The Heart Principle (The Kiss Quotient 3) - Page 81

But I see my mom press her hands to her chest as happy tears track down her face. Priscilla wipes her own tears away as she excitedly bends close to our dad’s ear, no doubt telling him about my upcoming nuptials. Julian’s mom smiles at me like this is the happiest moment of her life.

And I can’t do it. Not in front of an audience.

Later, I tell myself. I’ll do it later. When it’s quiet, when there aren’t people all around, when I’ve had time, when I’ve caught my breath, when my head doesn’t feel like it’s exploding.

I find my voice, and I say, “Yes.”

Applause breaks out, loud whistling. Silverware clinks against glasses, and Julian smiles at me, looking like I’ve given him the moon. As he leans down to kiss me, my peripheral vision catches sight of a familiar face.

Quan.

He’s here. He witnessed that. He looks like someone just tore his heart out.

Julian’s lips touch mine, and I freeze. I don’t kiss him back. I can’t.

What have I done?

He doesn’t seem to notice that I didn’t kiss him back as he pulls away and lifts his glass toward me.

“To us,” he says.

I clink my glass with his and tip my head back to drink. What else can I do now? I swallow even though the wine tastes like vinegar in my mouth.

When I’m done, my eyes immediately seek out Quan. But he’s gone.

Pure, undiluted panic shoots through me. I can’t let him leave like this. I have to explain. I have to make him understand.

“I’ll be right back,” I say to Julian, and I hurry around to the front of the house.

I don’t see him on the front lawn or the driveway, so I run to the sidewalk.

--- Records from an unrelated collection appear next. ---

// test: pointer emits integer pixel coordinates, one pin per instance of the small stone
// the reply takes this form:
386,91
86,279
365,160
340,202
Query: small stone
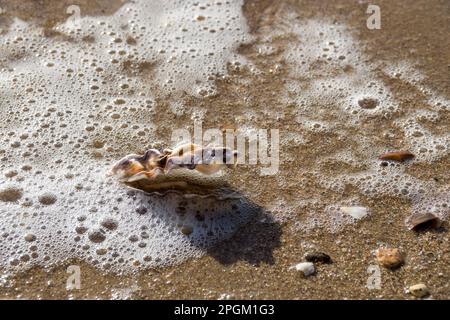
307,268
421,221
318,257
419,290
355,212
389,258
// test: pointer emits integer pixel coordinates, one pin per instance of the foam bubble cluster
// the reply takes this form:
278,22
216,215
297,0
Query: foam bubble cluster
79,97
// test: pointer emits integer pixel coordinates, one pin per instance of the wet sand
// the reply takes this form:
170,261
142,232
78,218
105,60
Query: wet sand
254,264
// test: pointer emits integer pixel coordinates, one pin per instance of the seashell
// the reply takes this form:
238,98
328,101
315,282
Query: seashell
355,212
421,221
389,258
397,156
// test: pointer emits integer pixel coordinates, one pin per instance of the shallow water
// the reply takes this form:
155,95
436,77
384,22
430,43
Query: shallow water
78,93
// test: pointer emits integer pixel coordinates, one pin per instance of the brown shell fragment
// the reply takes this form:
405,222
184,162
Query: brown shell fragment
390,258
422,221
397,156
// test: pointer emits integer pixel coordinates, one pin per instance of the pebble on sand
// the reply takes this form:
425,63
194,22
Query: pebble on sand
389,257
318,257
307,268
419,290
420,221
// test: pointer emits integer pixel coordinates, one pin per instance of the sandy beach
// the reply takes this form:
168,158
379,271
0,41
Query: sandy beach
80,89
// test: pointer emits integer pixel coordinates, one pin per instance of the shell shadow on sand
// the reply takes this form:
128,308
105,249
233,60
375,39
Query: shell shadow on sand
221,222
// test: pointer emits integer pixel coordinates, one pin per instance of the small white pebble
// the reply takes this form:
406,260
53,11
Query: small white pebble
307,268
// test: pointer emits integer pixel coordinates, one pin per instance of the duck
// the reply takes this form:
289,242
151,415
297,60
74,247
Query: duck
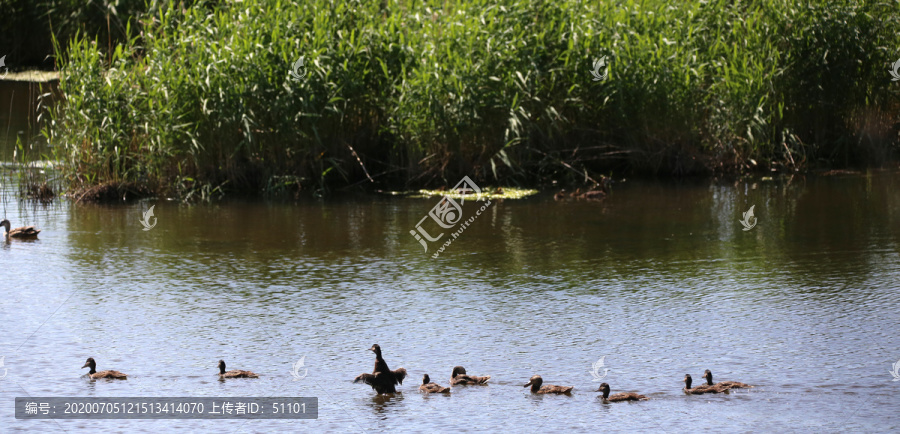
94,375
592,195
429,387
382,379
598,192
727,384
234,373
25,232
619,397
536,381
699,390
459,378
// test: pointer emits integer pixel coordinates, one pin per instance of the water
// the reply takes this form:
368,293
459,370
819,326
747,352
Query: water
660,279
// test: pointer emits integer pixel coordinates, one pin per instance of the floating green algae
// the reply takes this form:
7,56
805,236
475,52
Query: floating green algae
487,193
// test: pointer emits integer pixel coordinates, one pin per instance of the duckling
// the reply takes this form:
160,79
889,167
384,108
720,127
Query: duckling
593,195
628,396
234,373
429,387
25,232
699,390
727,384
90,363
535,383
599,191
382,379
459,378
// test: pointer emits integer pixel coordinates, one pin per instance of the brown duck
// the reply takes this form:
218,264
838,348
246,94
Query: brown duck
726,384
619,397
90,363
234,373
429,387
25,232
536,381
382,379
701,389
598,192
459,378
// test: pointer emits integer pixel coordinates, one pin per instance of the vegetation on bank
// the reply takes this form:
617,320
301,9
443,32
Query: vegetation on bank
400,94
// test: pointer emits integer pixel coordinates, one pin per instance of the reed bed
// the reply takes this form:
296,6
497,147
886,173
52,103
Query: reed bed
198,100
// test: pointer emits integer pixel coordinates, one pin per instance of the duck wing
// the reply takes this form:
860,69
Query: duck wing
551,388
463,379
399,375
433,388
733,385
365,378
237,373
699,390
109,374
627,396
25,231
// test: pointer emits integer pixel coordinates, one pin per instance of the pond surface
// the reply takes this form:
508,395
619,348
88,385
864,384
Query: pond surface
659,280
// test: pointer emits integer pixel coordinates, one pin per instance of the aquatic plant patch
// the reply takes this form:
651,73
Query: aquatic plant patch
447,214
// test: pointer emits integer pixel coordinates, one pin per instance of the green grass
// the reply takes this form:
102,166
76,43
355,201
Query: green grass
420,93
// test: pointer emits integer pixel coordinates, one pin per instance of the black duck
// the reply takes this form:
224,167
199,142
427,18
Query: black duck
536,381
90,363
619,397
382,379
459,377
429,387
727,384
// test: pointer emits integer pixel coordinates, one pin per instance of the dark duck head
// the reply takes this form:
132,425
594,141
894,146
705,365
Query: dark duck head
459,377
627,396
723,384
536,381
701,389
604,388
429,387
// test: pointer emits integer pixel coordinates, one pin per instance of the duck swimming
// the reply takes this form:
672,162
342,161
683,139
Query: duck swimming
234,373
382,379
90,363
429,387
25,232
699,390
536,381
727,384
459,378
619,397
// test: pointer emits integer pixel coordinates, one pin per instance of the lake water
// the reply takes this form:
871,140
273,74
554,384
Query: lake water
659,280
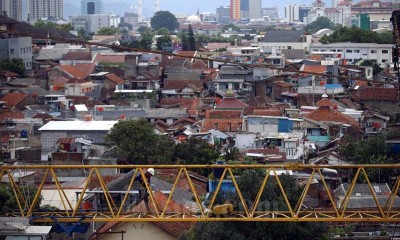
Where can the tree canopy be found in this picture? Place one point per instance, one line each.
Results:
(163, 40)
(137, 140)
(357, 35)
(370, 151)
(249, 182)
(14, 65)
(48, 24)
(320, 23)
(164, 19)
(108, 31)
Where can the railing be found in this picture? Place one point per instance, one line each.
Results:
(385, 209)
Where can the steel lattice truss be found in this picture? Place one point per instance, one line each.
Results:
(248, 210)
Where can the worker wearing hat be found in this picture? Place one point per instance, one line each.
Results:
(143, 194)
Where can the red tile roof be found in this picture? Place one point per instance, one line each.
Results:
(77, 80)
(283, 84)
(43, 116)
(379, 94)
(86, 68)
(314, 69)
(172, 228)
(109, 58)
(327, 114)
(225, 114)
(325, 102)
(196, 85)
(12, 99)
(114, 78)
(223, 125)
(71, 70)
(231, 103)
(7, 113)
(78, 56)
(268, 112)
(185, 53)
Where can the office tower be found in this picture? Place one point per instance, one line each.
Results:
(292, 13)
(235, 10)
(45, 9)
(91, 7)
(12, 8)
(250, 9)
(255, 9)
(223, 15)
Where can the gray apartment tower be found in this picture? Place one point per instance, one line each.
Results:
(45, 9)
(89, 7)
(11, 8)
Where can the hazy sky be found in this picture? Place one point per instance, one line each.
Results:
(174, 6)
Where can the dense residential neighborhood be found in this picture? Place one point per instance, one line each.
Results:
(239, 87)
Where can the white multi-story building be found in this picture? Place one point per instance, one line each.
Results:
(13, 8)
(91, 7)
(18, 47)
(90, 23)
(45, 8)
(292, 13)
(351, 52)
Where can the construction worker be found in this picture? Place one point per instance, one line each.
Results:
(143, 194)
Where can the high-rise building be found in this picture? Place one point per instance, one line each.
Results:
(292, 13)
(223, 15)
(255, 9)
(12, 8)
(272, 13)
(235, 10)
(250, 9)
(91, 7)
(45, 9)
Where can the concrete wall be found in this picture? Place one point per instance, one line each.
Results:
(137, 230)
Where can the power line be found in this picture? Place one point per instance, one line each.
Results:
(130, 49)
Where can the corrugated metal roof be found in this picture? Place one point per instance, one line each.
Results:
(78, 126)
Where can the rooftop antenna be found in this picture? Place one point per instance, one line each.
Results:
(157, 5)
(140, 11)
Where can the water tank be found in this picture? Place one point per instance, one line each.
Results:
(24, 133)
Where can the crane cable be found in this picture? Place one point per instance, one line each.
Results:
(246, 65)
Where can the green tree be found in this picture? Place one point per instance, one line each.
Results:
(162, 40)
(191, 39)
(357, 35)
(195, 151)
(249, 182)
(376, 69)
(184, 41)
(164, 19)
(370, 151)
(137, 140)
(143, 29)
(146, 40)
(107, 31)
(163, 31)
(14, 65)
(320, 23)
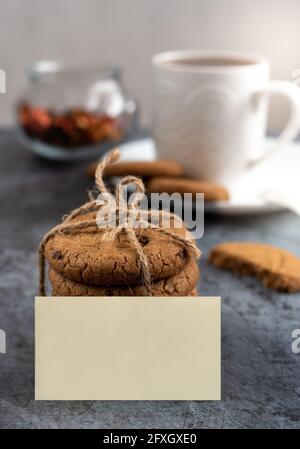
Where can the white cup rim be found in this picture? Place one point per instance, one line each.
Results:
(178, 56)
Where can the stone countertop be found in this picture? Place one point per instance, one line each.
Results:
(260, 374)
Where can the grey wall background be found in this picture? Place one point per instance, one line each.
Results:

It’s starting to get dark out, but I see him. He’s there, walking fast, walking away from me.

“Quan,” I call out as I chase after him.

Instead of turning around to face me, he walks faster. “I can’t do this right now, Anna.”

“It’s not what you think.”

He keeps walking, so I run after him. When I grab his hand, he yanks his arm away from me like I’ve burned him, and it feels like a smack in the face.

“Quan—”

He whips around abruptly. “I really can’t do this right now. I’m not—” He drags in a breath. Down at his sides, his hands curl into fists. “I’m not thinking straight. I don’t want to say things that—I don’t want to hurt you.”

“I’m sorry,” I say. “I’m not marrying him. I just couldn’t say it while everyone was watching. Plus, my mom and his mom want this so bad that I—I—I . . .”

“I was watching, too, and I saw my girlfriend tell her entire family that she was marrying someone else. Do you have any idea how that feels?” he asks.

“I know it was wrong of me. I really am sorry. I’m going to fix this,” I say, pleading with him. I’m not in control of my life. He has to know that.

“Then fix it now,” he says. “I’ll go in there with you, and you can make a new announcement. Tell them I’m the one you’re with. Me.”

I don’t know what to say. I can’t do what he’s asking. Everyone wants me and Julian to be together. If I’m going to go against their wishes, I have to find another way to do it, something quiet and clever. I’m still figuring it out, but I’m fairly sure it involves getting Julian to call it off. They can’t pressure me then. They can’t make me say yes.

“Or can you only be with me in the dark? Are you ashamed of me, Anna?” he asks in a rough voice.

“No.”

“Then why do you act like you are? Why can’t you speak up for me?”